To solve this problem, we analyze the motion of train A relative to train B. This simplifies the problem to a single object (A) moving towards a stationary target (B).

Let the frame of reference be fixed to train B. The initial velocity of train A relative to train B is:

$$v_{rel, i} = v_1 - v_2$$

Since $v_1 > v_2$, train A is approaching train B.

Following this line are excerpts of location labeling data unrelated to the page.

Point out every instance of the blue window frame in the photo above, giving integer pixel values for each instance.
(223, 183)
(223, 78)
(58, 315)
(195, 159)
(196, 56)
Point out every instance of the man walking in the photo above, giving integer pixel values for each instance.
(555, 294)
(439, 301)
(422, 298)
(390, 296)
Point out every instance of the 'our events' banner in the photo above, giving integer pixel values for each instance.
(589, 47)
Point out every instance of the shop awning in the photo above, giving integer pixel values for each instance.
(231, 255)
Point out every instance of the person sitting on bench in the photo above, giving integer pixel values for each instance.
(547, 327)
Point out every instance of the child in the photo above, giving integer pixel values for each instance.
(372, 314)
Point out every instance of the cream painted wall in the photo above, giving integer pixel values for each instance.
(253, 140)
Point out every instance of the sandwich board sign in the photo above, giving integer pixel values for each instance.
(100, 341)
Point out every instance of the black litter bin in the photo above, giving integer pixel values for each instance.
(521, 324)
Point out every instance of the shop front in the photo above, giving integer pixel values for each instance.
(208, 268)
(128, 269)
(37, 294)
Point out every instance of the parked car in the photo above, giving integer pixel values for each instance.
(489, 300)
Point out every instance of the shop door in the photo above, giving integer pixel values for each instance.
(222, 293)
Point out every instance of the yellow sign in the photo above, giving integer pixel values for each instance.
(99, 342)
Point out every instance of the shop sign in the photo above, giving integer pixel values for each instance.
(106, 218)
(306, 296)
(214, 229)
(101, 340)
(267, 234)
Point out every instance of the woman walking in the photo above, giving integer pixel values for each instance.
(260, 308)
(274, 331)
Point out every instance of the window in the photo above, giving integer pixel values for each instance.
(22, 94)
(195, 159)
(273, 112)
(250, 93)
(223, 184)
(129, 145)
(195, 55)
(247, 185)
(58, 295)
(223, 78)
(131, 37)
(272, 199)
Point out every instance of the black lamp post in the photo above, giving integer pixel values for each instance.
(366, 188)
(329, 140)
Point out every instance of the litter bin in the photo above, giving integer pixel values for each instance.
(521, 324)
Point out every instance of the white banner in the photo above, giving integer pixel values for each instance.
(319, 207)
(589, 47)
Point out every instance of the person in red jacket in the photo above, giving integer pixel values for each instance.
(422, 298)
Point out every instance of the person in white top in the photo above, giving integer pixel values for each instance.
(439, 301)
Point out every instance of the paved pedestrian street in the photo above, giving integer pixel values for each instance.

The acceleration of train A relative to train B is:

$$a_{rel} = a_A - a_B$$

Train A has a constant deceleration of magnitude $a$, so $a_A = -a$. Train B moves at a constant velocity, so $a_B = 0$.

$$a_{rel} = -a$$

The initial separation distance is $s$. To avoid a collision, train A must reduce its relative velocity to zero before or exactly when it has covered the initial separation distance $s$. The minimum deceleration occurs at the critical condition where the final relative velocity becomes zero precisely after covering the distance $s$.

$$v_{rel, f} = 0$$

We use the time-independent kinematic equation relating displacement, initial velocity, final velocity, and acceleration:

$$v_f^2 = v_i^2 + 2 a \Delta x$$

Applying this to the relative motion:

$$v_{rel, f}^2 = v_{rel, i}^2 + 2 a_{rel} s$$

Substituting the relative quantities into the equation:

$$0^2 = (v_1 - v_2)^2 + 2(-a)s$$

Now, we solve for the deceleration $a$:

$$0 = (v_1 - v_2)^2 - 2as$$ $$2as = (v_1 - v_2)^2$$ $$a = \frac{(v_1 - v_2)^2}{2s}$$

This value represents the minimum magnitude of deceleration required to prevent a collision. Therefore, the deceleration $a$ must be at least this large.